Over the course of the past few months I have alluded both in writing and in various televised interviews to the ‘ship of fools’ composition of the German coalition government under Chancellor Scholz. This falls in line with my repeated emphasis over the years on the undemocratic results of seemingly progressive political processes across the European Continent guided by proportional representation as opposed to the Anglo-Saxon rule of ‘first past the post.’ I say undemocratic, because as is now commonly the case, no single party in such elections favoring minority groupings enjoys a majority in parliament and governments are cobbled together behind closed doors whereby the public has no say in the outcome. Ministerial portfolios are allocated following political haggling among party bosses and most often competence or prior experience with the given dossier of responsibilities plays no role.
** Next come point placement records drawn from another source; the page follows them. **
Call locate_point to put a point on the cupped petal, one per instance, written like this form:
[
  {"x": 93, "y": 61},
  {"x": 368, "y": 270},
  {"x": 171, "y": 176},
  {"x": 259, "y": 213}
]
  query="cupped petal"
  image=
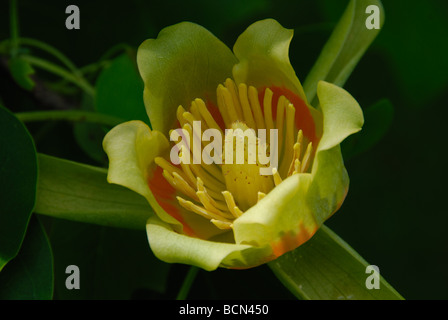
[
  {"x": 172, "y": 247},
  {"x": 282, "y": 220},
  {"x": 263, "y": 54},
  {"x": 293, "y": 211},
  {"x": 185, "y": 62},
  {"x": 342, "y": 115},
  {"x": 132, "y": 147}
]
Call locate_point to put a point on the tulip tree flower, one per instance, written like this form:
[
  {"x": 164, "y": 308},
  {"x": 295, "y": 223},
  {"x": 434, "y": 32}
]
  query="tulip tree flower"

In the German case today, though the Chancellor himself often seems clueless about international affairs, he is brilliant when compared to two of the ministers from the Greens Party whom he installed in his cabinet in positions which weigh heavily today on the most critical issue facing Germany and Europe generally, the sanctions imposed on Russia over its invasion of Ukraine. The ministers in question are responsible for Foreign Affairs (Annalena Baerbock) and The Economy and Environmental Affairs (Robert Habeck).
These two former co-leaders of the German Greens are now featured almost daily on European print and electronic media and so we can more easily reach conclusions about their personalities and suitability for office than is the case with other ministers in the coalition. That conclusion is shock over the incompetence, unprofessionalism and inconsistent logic they project from day to day.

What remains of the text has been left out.